COS 93-9
Effects of vertebrates on plant functional composition in a neotropical forest

Thursday, August 14, 2014: 10:50 AM
311/312, Sacramento Convention Center
Erin L. Kurten, Biological Sciences, Stanford University, Stanford, CA
S. Joseph Wright, Smithsonian Tropical Research Institute, Panama
Walter P. Carson, Biological Sciences, University of Pittsburgh, Pittsburgh, PA
Background/Question/Methods

Defaunation alters interactions between plants and their vertebrate consumers and is often associated with decreased plant diversity.  Examining how plant functional trait composition changes with defaunation can help identify the species interactions and mechanisms underlying such diversity loss, and the potential cascading effects of defaunation.  Here we focus on one pantropical driver of defaunation:  hunting.  We tested three hypotheses: (1) Disrupted seed dispersal favors plant species with unhunted dispersal agents and lianas, which are abiotically-dispersed. (2) Reduced seed predation favors larger-seeded species. (3) Reduced herbivory favors species with lower leaf toughness and wood density, and higher leaf nitrogen.  We censused 12,080 seedlings and 35,069 saplings in a terrestrial vertebrate exclosure experiment in Central Panama to examine how vertebrates shape relative abundances of species classified by dispersal mode, growth form, seed mass, leaf toughness, leaf nitrogen and wood density.  We then compared exclosure results with data from a comparison of 38,250 seedlings in nearby hunted and unhunted sites. 

Results/Conclusions

The exclosures exclude terrestrial seed dispersers, seed predators and herbivores but not climbing, arboreal or volant vertebrates.  Hunting reduces large birds, primates, and some climbing species, in addition to the species reduced by the exclosures.  Hunting, but not exclosures, led to changes in the relative abundance of growth forms and dispersal mode classes, driven by lost dispersers.
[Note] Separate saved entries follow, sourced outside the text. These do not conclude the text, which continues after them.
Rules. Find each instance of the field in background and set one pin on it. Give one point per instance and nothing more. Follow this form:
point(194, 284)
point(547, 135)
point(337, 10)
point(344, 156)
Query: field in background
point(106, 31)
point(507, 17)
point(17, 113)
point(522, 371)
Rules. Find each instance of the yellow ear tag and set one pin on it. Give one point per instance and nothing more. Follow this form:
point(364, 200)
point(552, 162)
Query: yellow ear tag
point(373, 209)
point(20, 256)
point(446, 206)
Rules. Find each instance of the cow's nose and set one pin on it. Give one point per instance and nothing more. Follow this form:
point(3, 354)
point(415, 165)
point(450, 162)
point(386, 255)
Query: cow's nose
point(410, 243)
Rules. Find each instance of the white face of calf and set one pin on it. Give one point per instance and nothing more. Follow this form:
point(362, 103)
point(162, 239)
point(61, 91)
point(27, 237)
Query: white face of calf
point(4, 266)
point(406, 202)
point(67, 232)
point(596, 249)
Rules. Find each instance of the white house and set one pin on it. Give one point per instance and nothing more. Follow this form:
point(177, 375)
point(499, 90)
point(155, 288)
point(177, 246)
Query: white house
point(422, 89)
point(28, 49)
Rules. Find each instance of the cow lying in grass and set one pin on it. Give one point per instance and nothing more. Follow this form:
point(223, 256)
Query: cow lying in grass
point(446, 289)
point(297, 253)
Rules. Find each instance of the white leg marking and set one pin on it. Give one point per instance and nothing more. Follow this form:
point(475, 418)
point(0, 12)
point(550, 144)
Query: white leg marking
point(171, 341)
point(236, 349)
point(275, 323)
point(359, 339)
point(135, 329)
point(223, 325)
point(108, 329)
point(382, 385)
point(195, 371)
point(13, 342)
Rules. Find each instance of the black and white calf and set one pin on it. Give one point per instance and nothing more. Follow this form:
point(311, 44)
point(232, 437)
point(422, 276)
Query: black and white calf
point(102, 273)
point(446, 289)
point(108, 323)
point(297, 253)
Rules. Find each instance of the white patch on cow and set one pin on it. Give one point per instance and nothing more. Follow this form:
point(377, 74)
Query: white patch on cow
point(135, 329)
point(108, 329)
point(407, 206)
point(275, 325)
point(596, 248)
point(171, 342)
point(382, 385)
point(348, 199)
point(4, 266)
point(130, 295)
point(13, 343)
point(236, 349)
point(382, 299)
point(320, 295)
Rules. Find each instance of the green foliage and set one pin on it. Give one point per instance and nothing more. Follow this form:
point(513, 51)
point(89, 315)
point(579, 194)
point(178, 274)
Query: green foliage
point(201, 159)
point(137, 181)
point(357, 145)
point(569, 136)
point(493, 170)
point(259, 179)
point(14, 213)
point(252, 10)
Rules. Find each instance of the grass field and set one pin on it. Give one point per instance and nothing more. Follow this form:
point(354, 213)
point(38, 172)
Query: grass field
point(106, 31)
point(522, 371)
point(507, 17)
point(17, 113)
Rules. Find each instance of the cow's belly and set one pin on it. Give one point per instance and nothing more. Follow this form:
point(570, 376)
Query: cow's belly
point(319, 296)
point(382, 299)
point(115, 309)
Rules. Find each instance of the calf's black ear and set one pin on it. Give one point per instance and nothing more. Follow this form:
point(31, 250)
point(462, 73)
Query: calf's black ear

Higher median seed mass was observed in exclosures, but not hunted sites.  This suggests that while lost seed predators may have benefits for large seeded species, this is offset by the negative effects of lost seed dispersers where hunting occurs.  Excluding vertebrate herbivores resulted in lower mean leaf toughness and higher mean leaf nitrogen in the sapling community.  Unexpectedly, community median wood density was significantly lower in hunted sites, but not in exclosures.  Species dispersed by mammals and large birds had significantly higher mean wood density than wind-dispersed species.  Taken together, these results suggest that seed dispersal, not herbivory, may mediate decreases in wood density in hunted forests.  Our results suggest that decreased dispersal, seed predation, and herbivory are important drivers of plant compositional change resulting from defaunation.